初代DC賞はクラブツーリズムが受賞。瀬戸内観光列車旅は食事も力を入れた 初代DC賞はクラブツーリズムが受賞。瀬戸内観光列車旅は食事も力を入れた

 「最近、この地域の旅行が流行ってるな、イベントが多いな」と思ったら、デスティネーションキャンペーンの効果だ。DC賞の設定で、デスティネーションキャンペーンの知名度向上になるとうれしい。世界遺産をテーマとする観光客が世界にたくさんいるように、デスティネーションキャンペーン自体のファンが増えたらいいと思う(関連記事)。

 第1回のDC賞受賞作品は、クラブツーリズムの「プレミアムステージ 中国鉄道コンチェルト<第1楽章>〜瀬戸内観光列車旅の章〜3日間」だった。4月30日発の3日間。岡山DCに当てた企画で、JR西日本がDCをきっかけに導入した宇野線の観光列車「La Malle de Bois(ラ・マル・ド・ボァ)」のほか、「みまさかノスタルジー」「瀬戸内マリンビュー」「500 TYPE EVA」を組み合わせた。さらに岡山電気軌道の路面電車を貸し切り、車両基地まで乗り入れて見学する。

 路面電車の貸し切り、「500 TYPE EVA」のコクピット体験を盛り込むほか、個人旅では乗り継ぎが不可能な行程を、貸し切りバスでワープして乗り切るという部分が旅行会社のメリット。東京からの往復はのぞみのグリーン車で、ハイクラスな鉄ちゃんツアーだ。平均価格帯は16万円、販売実績は1120万円。

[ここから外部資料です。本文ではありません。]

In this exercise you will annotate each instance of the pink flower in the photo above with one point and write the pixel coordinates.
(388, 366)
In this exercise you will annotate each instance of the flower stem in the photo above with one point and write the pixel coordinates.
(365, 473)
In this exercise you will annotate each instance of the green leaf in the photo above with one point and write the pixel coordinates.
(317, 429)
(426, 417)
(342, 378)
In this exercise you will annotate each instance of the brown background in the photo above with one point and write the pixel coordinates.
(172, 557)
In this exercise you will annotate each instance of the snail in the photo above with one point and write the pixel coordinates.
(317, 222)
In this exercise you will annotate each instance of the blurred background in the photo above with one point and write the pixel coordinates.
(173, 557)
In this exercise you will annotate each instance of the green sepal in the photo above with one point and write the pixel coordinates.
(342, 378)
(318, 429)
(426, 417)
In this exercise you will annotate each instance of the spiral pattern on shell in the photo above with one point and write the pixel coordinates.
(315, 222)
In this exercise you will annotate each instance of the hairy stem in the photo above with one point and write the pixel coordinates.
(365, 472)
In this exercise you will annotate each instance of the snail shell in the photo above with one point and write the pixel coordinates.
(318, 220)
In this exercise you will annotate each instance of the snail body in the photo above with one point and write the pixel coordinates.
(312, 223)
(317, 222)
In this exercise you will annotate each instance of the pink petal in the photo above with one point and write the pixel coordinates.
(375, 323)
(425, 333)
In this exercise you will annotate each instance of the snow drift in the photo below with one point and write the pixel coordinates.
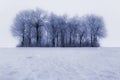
(60, 64)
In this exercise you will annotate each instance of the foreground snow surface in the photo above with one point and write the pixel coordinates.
(60, 64)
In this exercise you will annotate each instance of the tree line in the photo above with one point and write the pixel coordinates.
(37, 28)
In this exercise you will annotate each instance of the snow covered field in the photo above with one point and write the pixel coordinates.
(60, 64)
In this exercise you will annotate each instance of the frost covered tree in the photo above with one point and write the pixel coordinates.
(96, 29)
(35, 28)
(27, 27)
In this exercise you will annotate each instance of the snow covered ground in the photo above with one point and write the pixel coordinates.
(60, 64)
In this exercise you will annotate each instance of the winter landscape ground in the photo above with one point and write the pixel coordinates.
(60, 64)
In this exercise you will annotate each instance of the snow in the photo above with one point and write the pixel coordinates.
(60, 64)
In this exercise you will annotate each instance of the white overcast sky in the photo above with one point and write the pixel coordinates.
(109, 9)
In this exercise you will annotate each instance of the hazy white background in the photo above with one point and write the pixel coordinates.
(109, 9)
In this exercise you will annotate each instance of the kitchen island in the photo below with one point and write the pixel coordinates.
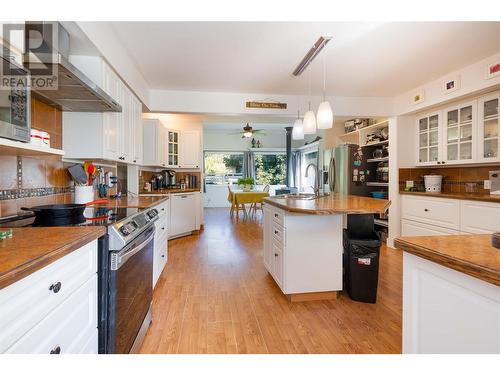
(451, 294)
(303, 241)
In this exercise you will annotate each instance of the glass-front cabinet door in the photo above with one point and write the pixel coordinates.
(488, 122)
(173, 148)
(460, 134)
(428, 138)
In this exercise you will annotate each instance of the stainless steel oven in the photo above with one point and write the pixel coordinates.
(131, 293)
(14, 101)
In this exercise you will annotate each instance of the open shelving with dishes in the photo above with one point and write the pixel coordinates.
(361, 136)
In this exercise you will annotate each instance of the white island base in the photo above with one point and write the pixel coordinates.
(303, 253)
(446, 311)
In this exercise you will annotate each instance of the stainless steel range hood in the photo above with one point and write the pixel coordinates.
(75, 92)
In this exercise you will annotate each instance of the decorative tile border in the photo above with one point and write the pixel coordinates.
(37, 192)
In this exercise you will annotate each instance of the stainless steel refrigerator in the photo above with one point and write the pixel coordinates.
(345, 169)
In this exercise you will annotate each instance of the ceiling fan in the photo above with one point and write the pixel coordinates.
(248, 131)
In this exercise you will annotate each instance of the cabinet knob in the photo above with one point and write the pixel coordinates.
(56, 287)
(56, 350)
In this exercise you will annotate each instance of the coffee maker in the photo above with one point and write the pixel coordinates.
(170, 179)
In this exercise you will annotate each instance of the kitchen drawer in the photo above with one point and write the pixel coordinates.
(278, 216)
(163, 207)
(26, 302)
(278, 232)
(479, 217)
(436, 211)
(67, 329)
(410, 228)
(161, 227)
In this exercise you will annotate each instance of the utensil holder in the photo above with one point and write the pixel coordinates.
(84, 194)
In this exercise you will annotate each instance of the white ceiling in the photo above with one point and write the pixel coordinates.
(363, 59)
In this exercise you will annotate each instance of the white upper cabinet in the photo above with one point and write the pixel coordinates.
(190, 149)
(170, 148)
(488, 126)
(429, 134)
(173, 148)
(460, 134)
(114, 136)
(155, 143)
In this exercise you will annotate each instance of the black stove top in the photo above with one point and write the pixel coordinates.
(93, 216)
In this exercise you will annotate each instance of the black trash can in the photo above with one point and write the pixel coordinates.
(361, 261)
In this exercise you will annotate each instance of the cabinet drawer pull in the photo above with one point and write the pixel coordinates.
(56, 287)
(56, 350)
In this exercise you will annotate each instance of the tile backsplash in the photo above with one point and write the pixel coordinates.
(454, 178)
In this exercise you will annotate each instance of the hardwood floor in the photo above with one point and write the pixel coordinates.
(215, 296)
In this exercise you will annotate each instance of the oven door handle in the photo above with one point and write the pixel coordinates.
(122, 258)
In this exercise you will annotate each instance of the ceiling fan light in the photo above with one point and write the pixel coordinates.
(309, 123)
(325, 116)
(298, 130)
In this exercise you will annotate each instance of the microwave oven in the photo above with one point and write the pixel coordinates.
(15, 101)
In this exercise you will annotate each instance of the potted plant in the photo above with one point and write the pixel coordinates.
(247, 183)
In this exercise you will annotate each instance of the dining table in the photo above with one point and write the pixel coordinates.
(241, 197)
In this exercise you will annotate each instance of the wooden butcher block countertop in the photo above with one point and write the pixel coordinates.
(469, 254)
(330, 204)
(465, 196)
(33, 248)
(134, 202)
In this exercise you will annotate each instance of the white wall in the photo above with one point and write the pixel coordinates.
(234, 103)
(472, 81)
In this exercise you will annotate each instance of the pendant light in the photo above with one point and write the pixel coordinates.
(298, 129)
(325, 114)
(309, 117)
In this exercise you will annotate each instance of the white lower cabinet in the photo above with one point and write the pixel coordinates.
(303, 253)
(160, 255)
(183, 213)
(53, 307)
(410, 228)
(479, 217)
(446, 311)
(429, 216)
(68, 328)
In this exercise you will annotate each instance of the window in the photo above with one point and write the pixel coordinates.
(270, 168)
(223, 167)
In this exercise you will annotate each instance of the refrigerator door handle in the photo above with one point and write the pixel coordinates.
(331, 175)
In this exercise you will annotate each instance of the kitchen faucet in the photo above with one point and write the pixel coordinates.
(316, 180)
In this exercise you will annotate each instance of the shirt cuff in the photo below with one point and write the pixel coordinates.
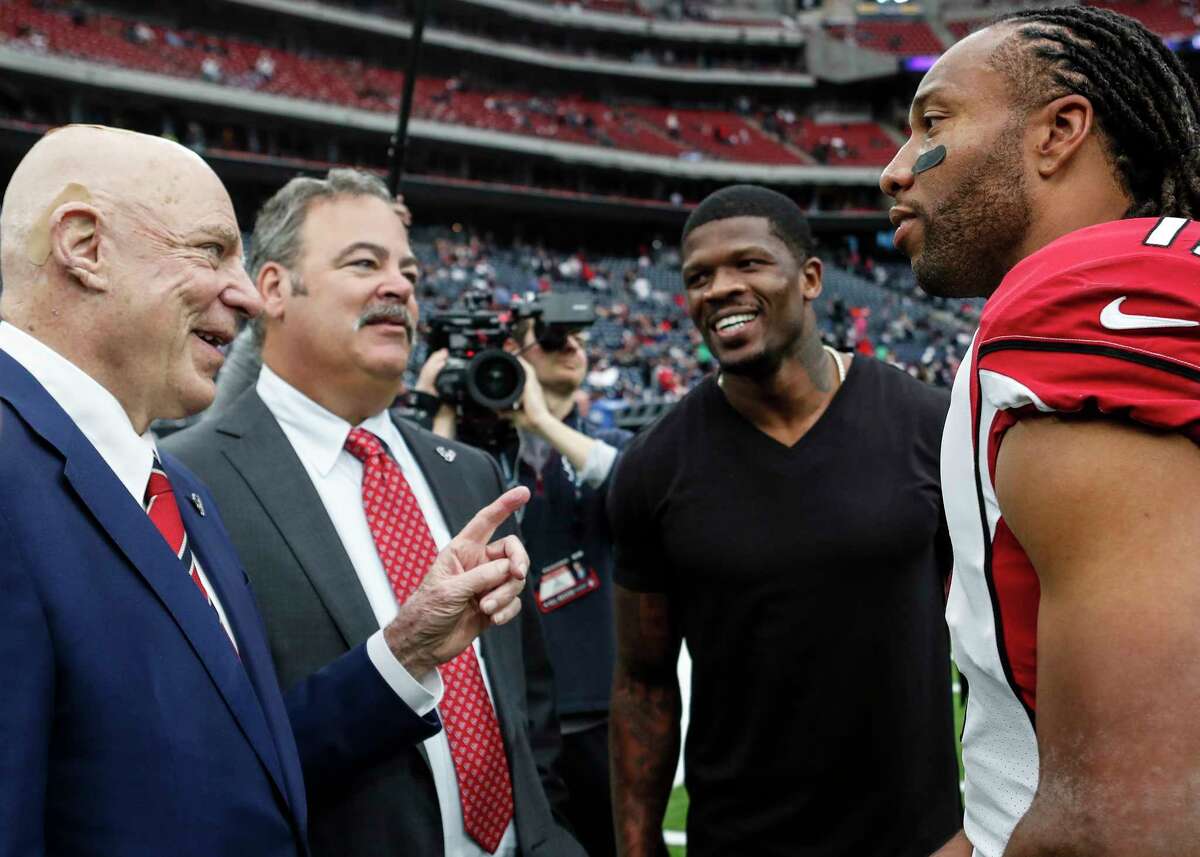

 クラブツーリズムは会員制で顧客層を把握しているだけに、高額商品のツボを上手に突いてくる。2014年には「ななつ星in九州」と豪華客船「飛鳥II」を組み合わせてグランプリを受賞している。今回は受賞作のほかに、中国地方で特別運行するトワイライトエクスプレスと「或る列車」をからめた6泊7日、100万円〜145万円という商品もあった。販売額は3450万円とのこと。富裕層向け商品の開拓者だ。

 未受賞の旅行会社に送られるルーキー賞は阪急交通社の「日本海絶景トレイン『きらきらうえつ』に乗る月山・鳥海山3つの絶景遊覧 3日間」だ。日本海の眺めで人気の「きらきらうえつ」を基軸に、高級旅館で2泊。由利高原鉄道に全区間乗車するほか、月山、鳥海山、松島の3カ所を巡る。

 「きらきらうえつ」は特別チャーター運行で、日本海きらきら羽越観光圏推進協議会の協賛による車内イベント、鶴岡市観光協会、庄内コンベンション協会などとタイアップし、鶴岡駅でおもてなしイベントを開催した。庄内砂丘メロンの試食、地酒の試飲会などが盛り上がったとのこと。鶴岡駅で開催された野菜の直売会の売り上げも多く、現地にとっても利点の多い旅だったようだ。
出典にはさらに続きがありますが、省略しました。